Tô ligado que ele queria me questionar sobre a morte da Yasmin, porém o mano já tem a visão de que eu não dou abertura pra esse tipo de assunto. Odeio expor minha vida e principalmente sentimentos dessa forma...
Cheguei em frente a tal igreja e parei minha moto do outro lado da rua. Vi que o culto ainda estava rolando e decidi esperar.
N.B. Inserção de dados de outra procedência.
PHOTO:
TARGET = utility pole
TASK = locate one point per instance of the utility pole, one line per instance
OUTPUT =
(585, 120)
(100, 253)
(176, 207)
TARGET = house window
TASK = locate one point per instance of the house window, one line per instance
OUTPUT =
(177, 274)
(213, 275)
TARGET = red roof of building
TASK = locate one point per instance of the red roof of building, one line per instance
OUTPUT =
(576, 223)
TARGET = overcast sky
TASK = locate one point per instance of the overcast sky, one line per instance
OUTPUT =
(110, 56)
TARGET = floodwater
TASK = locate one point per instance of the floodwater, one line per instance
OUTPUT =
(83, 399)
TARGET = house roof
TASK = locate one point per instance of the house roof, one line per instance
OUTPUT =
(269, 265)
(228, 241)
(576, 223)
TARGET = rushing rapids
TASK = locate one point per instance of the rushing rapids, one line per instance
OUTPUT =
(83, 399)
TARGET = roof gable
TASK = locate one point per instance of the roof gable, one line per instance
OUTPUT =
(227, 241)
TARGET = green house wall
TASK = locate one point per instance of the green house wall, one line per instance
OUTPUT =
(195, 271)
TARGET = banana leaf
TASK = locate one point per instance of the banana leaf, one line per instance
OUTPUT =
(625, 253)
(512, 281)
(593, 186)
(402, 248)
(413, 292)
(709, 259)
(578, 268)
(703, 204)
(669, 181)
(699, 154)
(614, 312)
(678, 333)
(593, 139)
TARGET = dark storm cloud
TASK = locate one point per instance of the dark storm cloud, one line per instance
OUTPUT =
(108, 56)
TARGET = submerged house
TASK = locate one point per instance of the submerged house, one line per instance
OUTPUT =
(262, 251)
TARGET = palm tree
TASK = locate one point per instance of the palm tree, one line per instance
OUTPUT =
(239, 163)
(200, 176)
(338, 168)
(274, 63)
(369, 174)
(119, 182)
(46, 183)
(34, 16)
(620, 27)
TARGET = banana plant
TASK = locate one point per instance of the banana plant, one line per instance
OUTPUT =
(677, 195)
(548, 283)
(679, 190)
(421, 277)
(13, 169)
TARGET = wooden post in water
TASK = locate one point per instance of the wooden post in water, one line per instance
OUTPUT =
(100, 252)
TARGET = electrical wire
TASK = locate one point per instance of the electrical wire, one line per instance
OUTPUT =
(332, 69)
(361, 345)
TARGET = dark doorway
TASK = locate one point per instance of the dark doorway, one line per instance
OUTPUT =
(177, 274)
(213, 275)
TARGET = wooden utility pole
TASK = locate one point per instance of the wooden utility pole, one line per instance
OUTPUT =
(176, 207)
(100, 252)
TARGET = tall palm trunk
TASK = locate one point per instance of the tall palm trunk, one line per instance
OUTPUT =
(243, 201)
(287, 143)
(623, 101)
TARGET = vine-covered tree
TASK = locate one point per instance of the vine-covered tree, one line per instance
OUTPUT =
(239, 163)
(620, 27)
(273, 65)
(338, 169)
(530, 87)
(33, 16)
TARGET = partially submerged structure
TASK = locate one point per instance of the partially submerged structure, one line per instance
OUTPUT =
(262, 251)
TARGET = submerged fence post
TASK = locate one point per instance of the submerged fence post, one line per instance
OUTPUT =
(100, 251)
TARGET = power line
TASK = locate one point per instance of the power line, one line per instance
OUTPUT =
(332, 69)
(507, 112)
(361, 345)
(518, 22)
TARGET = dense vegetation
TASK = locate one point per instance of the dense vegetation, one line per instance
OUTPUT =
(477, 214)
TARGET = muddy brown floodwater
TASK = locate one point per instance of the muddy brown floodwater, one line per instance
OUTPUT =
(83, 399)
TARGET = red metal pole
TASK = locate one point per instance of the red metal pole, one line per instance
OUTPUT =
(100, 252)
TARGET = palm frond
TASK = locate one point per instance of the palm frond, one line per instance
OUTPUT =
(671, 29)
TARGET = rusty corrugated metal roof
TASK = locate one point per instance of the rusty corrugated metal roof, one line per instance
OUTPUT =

Me escorei na moto e passei as chaves no pescoço, joguei a bandoleira pro lado e fiquei mexendo no celular.
A real é que eu nem tava com cabeça, só queria passar o tempo até a hora desse culto cessar, e te falar, achei que não ia terminar nunca.
Estava quase desistindo e prestes a voltar para casa, mas ao avistar um grupo saindo, desci da moto e me aproximei da entrada, na esperança de encontrar aquela menina.
Não cheguei muito perto, devido ao fato de estar cheio de gente saindo e eu estar portando arma. Por mais que na comunidade só dê isso, prefiro sempre manter o respeito.
Examinei cada pessoa até que meu olhar se fixou em uma morena de cabelos longos, cujo olhar se destacava dos demais. Sabia que era ela. Vestida com um vestido e salto, seu sorriso irradiava de orelha a orelha enquanto conversava com outra mulher, provavelmente uma parente.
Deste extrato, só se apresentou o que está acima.